While I’m complaining! Parking: it’s a freaking nightmare. That’s not on RBG, that’s just a standard Glenwood South issue. But it’s a factor.

Onto the good.

The atmosphere is cool. Really cool even. It feels like a huge camping lodge, with floors of refined wood. Sharp colors and a smooth flow make it an enjoyable place to visit. The architecture and design of the place are different, new and very appropriate for the setting the Beer Garden’s trying to convey. Demand a two-word description and I’d throw out “cozily modern.”

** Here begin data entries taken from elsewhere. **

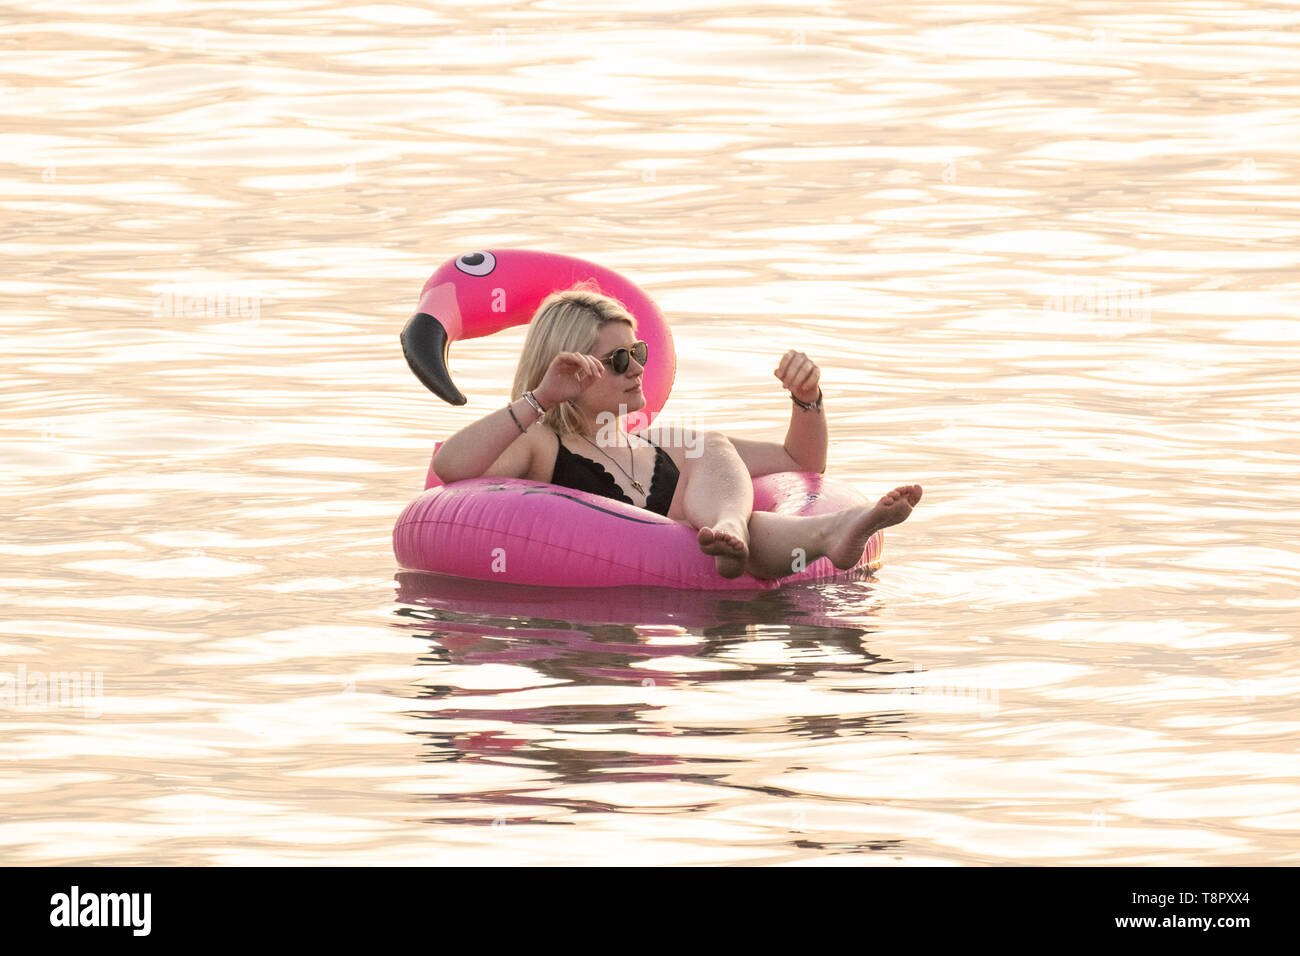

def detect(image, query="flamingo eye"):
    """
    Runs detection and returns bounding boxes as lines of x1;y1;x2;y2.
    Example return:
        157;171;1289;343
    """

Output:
454;251;496;276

There’s tons of beer too! I still got some Deep River (Rye IPA) and a Crank Arm Zip Away (a lemongrass saison offering not even on the brewery’s list of beer). Making beers you can’t normally find readily available is a big plus to me.

The menu is very accessible online and perhaps even easier to navigate than the actual menus above the bar. You could almost say the same thing for the tap handles.

Pricing — a reasonably serious concern going in — didn’t feel too out of whack. All the beer I drank was local and came in pint glasses, which might be the way to go. (Love me some Sculpin, but not at $9 a pop.)

The upstairs bar is full of worldly, non-North Carolina beers. Separating the two is a cool concept for sure. A major issue with that? You can’t sit downstairs and order a beer from upstairs or vice versa. And even worse, your tab doesn’t translate upstairs to downstairs. (They at least don’t hold onto your card.)

Assuming the primary attraction of a beer garden is, yanno, the actual beer garden, RBG hit a home run with its setup. The only complaint is no waitstaff available outside, but there are so many tables it’s fine. That place is going to get PACKED on the weekends. It’s a nice area that will get plenty of sun, but you legit feel like you’re hanging out in a garden. There’s a very cool feeling about, both in ambiance and atmosphere.

There’s clearly promise here. Judging a book two pages in is harsh. If the Beer Garden fixes all the basic service/restaurant issues and iron out the kinks there’s major potential here.

Having a world record for most beer taps available is fantastic. But quantity should always be secondary to quality.